The act of dedication is no magic ceremony which insures the happiness or salvation of the participants. Rather, it is a formal public declaration before God and His people, that they will do all within their power to be the best parents possible for that child. They ask God for strength and wisdom to carry out a task that is beyond their abilities.
The parents' faithful effort in creating an environment in which their children can grow and learn about their Creator will do much to help them see Jesus, but ultimately all parents acknowledge their helplessness and dependence on Jesus who alone can give life to dead hearts (Eph 2:1-4). Parents are responsible to train their child in the way they should go, but only God can give them the desire to not depart from it.
Dedicating our child to the Lord does not save them. No matter how beautiful the prayer, how solemn the affirmations, or how moving the moment, the child will in no way benefit from this act of dedication. The child is not saved as a result of this ceremony. He or she must decide later whether or not to walk with the Lord. The ceremony is of benefit for the child only to the degree that the parents take their promises seriously and demonstrate the love and grace of God in their actions and words at home as the child grows.

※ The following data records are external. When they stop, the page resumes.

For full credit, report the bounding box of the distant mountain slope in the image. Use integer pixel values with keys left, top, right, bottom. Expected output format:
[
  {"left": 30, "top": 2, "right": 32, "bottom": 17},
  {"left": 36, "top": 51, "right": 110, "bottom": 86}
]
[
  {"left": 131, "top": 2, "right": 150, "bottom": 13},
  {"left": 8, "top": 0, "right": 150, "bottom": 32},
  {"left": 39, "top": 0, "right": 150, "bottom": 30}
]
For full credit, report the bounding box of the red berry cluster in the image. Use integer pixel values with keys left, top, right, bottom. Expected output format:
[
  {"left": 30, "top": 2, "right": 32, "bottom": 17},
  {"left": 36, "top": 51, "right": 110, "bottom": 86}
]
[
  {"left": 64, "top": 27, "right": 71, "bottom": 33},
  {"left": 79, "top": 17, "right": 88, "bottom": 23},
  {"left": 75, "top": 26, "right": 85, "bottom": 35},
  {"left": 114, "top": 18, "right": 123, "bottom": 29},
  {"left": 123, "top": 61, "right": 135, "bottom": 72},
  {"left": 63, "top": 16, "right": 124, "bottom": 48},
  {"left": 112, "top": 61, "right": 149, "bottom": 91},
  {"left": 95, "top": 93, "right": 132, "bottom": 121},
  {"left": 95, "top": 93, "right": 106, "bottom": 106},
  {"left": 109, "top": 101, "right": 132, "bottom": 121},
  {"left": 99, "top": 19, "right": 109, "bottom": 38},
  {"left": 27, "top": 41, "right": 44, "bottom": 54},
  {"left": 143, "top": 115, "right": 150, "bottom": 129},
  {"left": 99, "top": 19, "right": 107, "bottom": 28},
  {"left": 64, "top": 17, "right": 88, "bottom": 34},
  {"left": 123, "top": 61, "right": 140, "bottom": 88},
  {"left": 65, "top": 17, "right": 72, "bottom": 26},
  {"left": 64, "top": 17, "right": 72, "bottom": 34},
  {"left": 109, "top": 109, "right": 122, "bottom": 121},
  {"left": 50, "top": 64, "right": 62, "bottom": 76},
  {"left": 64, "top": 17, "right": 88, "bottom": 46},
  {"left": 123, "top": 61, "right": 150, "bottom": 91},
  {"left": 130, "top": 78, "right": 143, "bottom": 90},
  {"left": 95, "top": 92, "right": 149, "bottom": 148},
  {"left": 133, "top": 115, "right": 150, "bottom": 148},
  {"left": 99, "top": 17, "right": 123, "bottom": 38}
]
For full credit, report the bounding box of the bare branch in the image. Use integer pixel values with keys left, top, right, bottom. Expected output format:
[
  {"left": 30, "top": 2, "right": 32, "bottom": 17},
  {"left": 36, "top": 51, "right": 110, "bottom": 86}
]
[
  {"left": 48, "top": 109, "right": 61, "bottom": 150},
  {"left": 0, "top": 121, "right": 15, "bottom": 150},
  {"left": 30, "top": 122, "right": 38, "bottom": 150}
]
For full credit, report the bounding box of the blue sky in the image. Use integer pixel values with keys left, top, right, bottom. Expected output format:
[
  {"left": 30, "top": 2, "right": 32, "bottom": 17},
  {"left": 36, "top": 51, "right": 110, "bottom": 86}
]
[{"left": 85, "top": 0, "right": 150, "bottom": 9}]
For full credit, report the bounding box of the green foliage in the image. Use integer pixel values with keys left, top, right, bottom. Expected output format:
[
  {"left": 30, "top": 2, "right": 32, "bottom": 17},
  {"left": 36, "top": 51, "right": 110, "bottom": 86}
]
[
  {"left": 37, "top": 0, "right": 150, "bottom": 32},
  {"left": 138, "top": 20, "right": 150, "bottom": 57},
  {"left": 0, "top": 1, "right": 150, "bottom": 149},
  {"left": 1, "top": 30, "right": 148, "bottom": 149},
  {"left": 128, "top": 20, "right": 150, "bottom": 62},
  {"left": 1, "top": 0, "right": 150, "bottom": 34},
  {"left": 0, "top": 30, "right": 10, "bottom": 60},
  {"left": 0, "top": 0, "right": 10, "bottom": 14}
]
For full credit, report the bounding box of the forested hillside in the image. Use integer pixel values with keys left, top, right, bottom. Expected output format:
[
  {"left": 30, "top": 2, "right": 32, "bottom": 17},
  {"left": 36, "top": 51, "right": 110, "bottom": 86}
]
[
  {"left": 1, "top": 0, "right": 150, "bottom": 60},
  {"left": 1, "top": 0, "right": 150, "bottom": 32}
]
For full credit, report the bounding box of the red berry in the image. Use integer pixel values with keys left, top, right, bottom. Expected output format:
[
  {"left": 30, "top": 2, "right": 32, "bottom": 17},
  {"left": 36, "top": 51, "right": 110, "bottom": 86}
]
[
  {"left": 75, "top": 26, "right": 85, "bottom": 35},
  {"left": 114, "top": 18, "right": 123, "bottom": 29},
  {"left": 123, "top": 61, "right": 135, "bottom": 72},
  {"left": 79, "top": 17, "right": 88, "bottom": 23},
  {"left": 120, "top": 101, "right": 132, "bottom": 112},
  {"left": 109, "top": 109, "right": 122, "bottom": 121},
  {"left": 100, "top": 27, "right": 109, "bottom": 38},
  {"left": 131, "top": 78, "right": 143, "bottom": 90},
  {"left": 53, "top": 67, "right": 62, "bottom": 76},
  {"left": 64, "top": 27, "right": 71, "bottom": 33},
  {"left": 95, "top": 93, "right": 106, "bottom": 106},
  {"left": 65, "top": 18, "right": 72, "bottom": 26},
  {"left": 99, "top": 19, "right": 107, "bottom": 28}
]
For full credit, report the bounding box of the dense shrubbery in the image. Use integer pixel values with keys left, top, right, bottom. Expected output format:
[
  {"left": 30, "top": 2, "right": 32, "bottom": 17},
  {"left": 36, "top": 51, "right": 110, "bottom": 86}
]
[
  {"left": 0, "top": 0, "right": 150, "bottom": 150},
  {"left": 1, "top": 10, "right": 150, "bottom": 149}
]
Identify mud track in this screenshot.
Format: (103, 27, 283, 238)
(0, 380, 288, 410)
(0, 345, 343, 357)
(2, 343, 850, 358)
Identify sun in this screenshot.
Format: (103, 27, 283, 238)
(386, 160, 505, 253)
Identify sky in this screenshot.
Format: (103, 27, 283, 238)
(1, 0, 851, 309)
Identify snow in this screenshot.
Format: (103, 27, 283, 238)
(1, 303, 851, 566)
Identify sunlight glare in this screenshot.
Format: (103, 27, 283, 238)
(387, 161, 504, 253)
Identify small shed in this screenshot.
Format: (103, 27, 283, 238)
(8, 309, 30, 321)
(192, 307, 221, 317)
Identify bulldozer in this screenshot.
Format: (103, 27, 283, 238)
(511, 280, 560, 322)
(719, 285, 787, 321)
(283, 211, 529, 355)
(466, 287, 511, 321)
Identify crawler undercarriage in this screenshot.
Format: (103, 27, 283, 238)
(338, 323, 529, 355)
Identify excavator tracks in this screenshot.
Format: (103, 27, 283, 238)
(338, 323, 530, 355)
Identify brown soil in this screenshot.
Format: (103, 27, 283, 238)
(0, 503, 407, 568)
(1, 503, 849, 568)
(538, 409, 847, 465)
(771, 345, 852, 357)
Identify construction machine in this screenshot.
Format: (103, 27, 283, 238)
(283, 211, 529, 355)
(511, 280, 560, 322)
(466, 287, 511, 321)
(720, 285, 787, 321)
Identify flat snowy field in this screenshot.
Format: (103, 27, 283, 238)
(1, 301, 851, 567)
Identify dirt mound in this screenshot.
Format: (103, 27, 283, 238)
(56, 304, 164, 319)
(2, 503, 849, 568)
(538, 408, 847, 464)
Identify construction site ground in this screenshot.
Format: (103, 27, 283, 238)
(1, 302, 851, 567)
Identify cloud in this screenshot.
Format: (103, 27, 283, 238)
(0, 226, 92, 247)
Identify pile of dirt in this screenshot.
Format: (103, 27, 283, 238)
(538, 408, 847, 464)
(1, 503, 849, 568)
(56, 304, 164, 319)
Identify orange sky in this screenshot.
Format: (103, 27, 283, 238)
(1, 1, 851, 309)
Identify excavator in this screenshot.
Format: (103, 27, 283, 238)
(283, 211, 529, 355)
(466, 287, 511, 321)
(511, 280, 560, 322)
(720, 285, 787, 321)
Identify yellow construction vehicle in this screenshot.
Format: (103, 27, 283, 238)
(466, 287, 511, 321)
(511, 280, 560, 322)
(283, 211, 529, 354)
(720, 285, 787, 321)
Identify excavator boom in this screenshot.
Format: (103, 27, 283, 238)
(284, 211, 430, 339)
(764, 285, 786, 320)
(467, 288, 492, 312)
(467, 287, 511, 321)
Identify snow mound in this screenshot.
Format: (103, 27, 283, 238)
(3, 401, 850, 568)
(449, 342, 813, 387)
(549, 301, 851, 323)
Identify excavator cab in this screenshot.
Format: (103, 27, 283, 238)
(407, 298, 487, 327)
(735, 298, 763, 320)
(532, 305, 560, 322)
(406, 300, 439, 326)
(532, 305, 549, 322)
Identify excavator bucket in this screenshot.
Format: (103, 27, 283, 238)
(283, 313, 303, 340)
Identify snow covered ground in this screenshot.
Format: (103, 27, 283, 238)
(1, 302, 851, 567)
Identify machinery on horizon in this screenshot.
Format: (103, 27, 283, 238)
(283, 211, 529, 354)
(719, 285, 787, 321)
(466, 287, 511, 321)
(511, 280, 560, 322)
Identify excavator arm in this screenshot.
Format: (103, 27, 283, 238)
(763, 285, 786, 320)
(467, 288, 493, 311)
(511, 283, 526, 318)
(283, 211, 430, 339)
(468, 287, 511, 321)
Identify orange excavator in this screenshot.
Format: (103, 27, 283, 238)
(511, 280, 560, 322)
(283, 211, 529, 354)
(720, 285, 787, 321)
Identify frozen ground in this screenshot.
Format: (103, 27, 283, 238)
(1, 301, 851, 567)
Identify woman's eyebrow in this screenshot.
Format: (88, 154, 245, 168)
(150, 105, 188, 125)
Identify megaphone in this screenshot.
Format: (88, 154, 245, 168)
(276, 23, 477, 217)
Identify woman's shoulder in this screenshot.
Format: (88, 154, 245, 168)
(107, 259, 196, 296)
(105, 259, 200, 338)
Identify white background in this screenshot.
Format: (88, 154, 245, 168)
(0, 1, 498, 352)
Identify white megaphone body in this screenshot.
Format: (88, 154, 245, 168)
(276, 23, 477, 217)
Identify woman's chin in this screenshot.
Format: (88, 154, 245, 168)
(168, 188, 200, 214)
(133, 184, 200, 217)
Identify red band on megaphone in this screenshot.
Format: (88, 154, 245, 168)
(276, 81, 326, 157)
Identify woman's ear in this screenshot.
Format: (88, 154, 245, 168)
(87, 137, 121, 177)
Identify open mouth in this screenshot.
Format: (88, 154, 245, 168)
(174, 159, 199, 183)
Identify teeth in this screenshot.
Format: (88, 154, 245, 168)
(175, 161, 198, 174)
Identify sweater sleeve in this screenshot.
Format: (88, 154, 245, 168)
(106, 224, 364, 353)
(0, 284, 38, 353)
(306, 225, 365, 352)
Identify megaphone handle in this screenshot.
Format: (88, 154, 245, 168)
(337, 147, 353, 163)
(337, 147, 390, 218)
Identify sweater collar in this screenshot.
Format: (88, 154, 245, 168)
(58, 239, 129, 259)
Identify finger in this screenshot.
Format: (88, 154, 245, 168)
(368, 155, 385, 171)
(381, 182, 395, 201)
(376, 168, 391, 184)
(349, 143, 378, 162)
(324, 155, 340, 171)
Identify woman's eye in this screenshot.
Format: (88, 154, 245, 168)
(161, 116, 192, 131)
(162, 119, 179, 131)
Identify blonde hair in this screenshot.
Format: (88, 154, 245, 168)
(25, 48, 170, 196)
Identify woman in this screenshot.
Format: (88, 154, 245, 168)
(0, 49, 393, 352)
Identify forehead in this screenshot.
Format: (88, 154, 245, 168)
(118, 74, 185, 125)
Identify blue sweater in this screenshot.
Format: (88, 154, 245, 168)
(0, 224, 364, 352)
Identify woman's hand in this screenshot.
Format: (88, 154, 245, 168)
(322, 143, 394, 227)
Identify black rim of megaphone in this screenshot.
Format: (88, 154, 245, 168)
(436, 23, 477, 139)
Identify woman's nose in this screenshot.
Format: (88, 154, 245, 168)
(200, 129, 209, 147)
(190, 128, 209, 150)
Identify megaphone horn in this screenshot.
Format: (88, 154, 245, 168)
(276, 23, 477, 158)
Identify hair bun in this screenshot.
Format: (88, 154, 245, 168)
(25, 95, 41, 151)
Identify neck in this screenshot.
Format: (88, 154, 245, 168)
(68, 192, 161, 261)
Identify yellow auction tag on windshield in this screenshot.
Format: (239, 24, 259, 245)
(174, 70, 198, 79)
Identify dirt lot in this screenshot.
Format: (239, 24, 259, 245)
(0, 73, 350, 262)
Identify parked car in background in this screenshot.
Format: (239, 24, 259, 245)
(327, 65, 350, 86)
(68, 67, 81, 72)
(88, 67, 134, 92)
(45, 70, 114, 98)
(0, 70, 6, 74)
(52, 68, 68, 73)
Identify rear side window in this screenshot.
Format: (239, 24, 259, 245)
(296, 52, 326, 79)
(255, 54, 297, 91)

Because some may be unfamiliar with this way of understanding baby dedication, it may be helpful to set out clearly the differences between this kind of dedicatory act and the Roman Catholic rite of infant baptism. In the Roman Catholic Church infant baptism is intended to secure the salvation of the child. The Roman Catholic Church believes that infants are born sinners (this is called "original sin") and are worthy of God's judgment simply because they are human, descendants of Adam. The Roman Catholic Church believes that an unbaptized infant will go to hell should it die, so it is imperative to counteract the child's sinfulness by the infusion of grace, which they believe occurs at baptism. By contrast, even though we also believe in original sin, we do not baptize infants because our understanding of scripture is that baptism is an act of obedience for those who have placed their faith in Jesus Christ and had their sin covered by his death in our place. Placing our faith in Jesus is something that can only be done by a person who is old enough to understand the gospel. Since infants cannot make those choices, it is a mistake to baptize them and far worse to believe this baptism somehow saves them. The real concern for any parent should be to help children see the glory of God and his gracious goodness as they grow so that one day they will see his goodness and turn to Jesus on their own accord. Since this can happen most easily through the influence of godly parents, we ask the parents to dedicate themselves to making Jesus their treasure and pointing the affections of their children to Jesus.